On Jul 21, 9:33 am, "charlie" wrote:
"dadiOH" wrote in message

...





David Nebenzahl wrote:
Got a question regarding an upcoming repair job: how to adhere an
aluminum strip to glass.


Client has a glass shower that had a metal channel attached to the
bottom of the door (glass) that had come off. I made a new channel out
of aluminum angle and glued it on using [something I picked up at the
hardware sto don't remember exactly what].


It didn't hold. I need to reglue the strip. What do y'all suggest?


The stuff I'm thinking about is that special goop used to stick
rear-view mirrors to windshields. Amazing ****. I put such a mirror on
my van, and the stuff sticks like crazy. It comes in really little
packages; wonder if you can get a bigger tube of it?


Or epoxy?


Actual experience with your suggestion gets you extra points ...

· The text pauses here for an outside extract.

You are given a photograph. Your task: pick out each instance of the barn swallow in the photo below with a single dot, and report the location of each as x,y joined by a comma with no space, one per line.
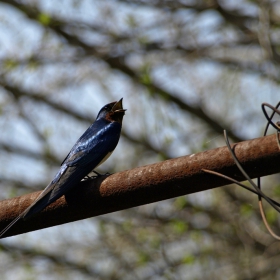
92,148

Silicon caulk. All my windows have applied "muntins"...they are attached
with silicon, have been for 14 years.


The mirror glue is basically cyanoacrylic but (generally) two part.
Should work OK if the channel and glass are in close contact, no idea
how
it does with water.


If the glass/aluminumare too sloppy a fit for cyanoacrylic I think epoxy
could work. I'd still use silicon.


--


dadiOH


i would make that non-acid cure silicone caulk, as the acid cure will
attack
the aluminium.

you can get it at ace hardware, but not the big boxes. look for something
called crystal clear or such. if you rough up the glass with wet/dry
sandpaper it will bond a LOT better.

another possiblity is vhb tape. i used some on a glass-steel interface
outside in the phx area, with good success. it's sometimes used to hold on
car windscreens so i used it to restick the rear glass window in my vette
ragtop back on (glass/reinforced cloth interface). i used 3m 4910

http://solutions.3m.com/wps/portal/3...roducts/Produc...

when you use this product, you only get one shot at it. it's REALLY hard
to
remove, and you can't reposition the objects after they touch.

regards,
charliehttp://glassartists.org/ChaniArts- Hide quoted text -

- Show quoted text -


Considering acidic soda pop is stored in aluminum cans for months and
years at a time, I wouldn't worry too much about it. That aluminum
oxide layer on the surface will hold up just fine.

--
obviously you've never stored soda in cans in your pantry for 6 months to a
year. i can tell you from bitter experience, that yes, they do leak over
time, lose their carbonation, and occasionally when we find a can a couple
years old in the back behind everything, it may even be empty and still be
factory sealed, and a really bad gooey mess underneath it.

it only takes a pinhole in the coating for this to occur.